(Graphic artwork by McKenzi Matsick)
Fear Can Be…Good?
By Jacqueline Napoli
Our boat bobbed calmly on the water one bright sunny morning as we stopped the boat about 10 miles offshore of Huntington Beach. I tossed my paddleboard off the back and ventured on a mini sea exploration, while my husband fished. But I found him all freaked out when I returned. Apparently, I’d wandered so far, he couldn’t see me, and I didn’t hear him shouting, or honking, or anything. The way he tells the story, I have no fear at all. Or sense.
But I disagree – I was scared out there. I knew if something went bad, I could be a goner. I know the ocean is dangerous! But the joy it brings me, and the immense love affair I have with it, makes it worth any risk.
I think God is kinda, sorta like that. He holds our lives in His hand, He spoke us into being, He rules the universe. That’s power. And sometimes that does scare me.
But His immense love, truth, and faithfulness transform the fear of His power and holiness into this exquisite wonder and awe, not unlike how I feel about the ocean. His grandeur and awesomeness are why I love Him.
Curious, I looked up the “fear of the Lord”… and now I want it more than ever. Check out its benefits:
- Satisfaction (something so rare!)
- Long life
- Deliverance & rescue
- Protection from evil
- God makes a scrapbook about your conversations
- Salvations multiply
- Jesus is magnified
- Better than great treasure, rubies, or gold
- God’s everlasting mercy and righteousness upon you
- He encamps around you and delivers you
- It’s a fountain of life (an endless, bubbling, fresh source)

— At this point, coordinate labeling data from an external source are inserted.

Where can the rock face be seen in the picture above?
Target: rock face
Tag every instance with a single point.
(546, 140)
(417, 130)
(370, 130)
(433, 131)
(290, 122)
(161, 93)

Who doesn’t want that? Sign me up!
I searched the Scripture for what the fear of the Lord actually is. Is it being terrified and afraid of God? Ummmm… no. But it is:
- Clean, enduring forever
- Departing from evil and doing good
- Seeking and going after peace
- Hating evil, pride, arrogance, and a perverted mouth
- Not speaking evil or deceitfully
- The very Treasure of the Lord
- Received by asking and sincere seeking
(I found these mainly in Psalms and Proverbs, by searching the Blue Letter Bible app for keywords “Fear of the Lord.”)
So, I thought, what’s its opposite? The fear of man? Here’s what I found about caring about what other people think instead of what God thinks.
- It’s a trap (Prov. 29:25).
- It leads us to rebel against God and disobey Him, bringing discipline and loss of honor, blessing, and promotion (1 Sam. 15:23). Saul feared the people rather than God, and it cost him his crown as Israel’s first king.
- It causes us to hide our faith and be “closet” believers. Many important Jewish leaders hid their faith in the Messiah because they feared their peers’ responses (John 12:42-43).
- Tempts us to get “carried away” in hypocrisy. Even Peter and Barnabas became posers and pretenders because they feared what “important” people thought (Gal. 2:13).
- We betray those we are supposed to protect. Abraham allowed Sarah to become part of Abimelech’s harem, or cluster of wives, because he thought he would get killed if they found out she was his wife (Gen. 20:11). But God supernaturally protected her and she was untouched, and Peter later exalted her for being fearless – another fruit of fearing God.
These examples were the result of a pretty brief search! I learned that as the vast, mysterious, dangerous ocean gives me such deep enduring joy, the fear of the Lord is an unsearchable source of life, joy, and everything amazing our souls thirst after.
The fear of the Lord is not an emotion, but a lifestyle. And its alternative, living for what people think rather than what God thinks, comes up empty every time. Isaiah 33:6 says the fear of the Lord is actually His treasure, and that it gives us stability, salvation, wisdom, and knowledge.
I’ll take that any day. Lord, teach us the fear of You!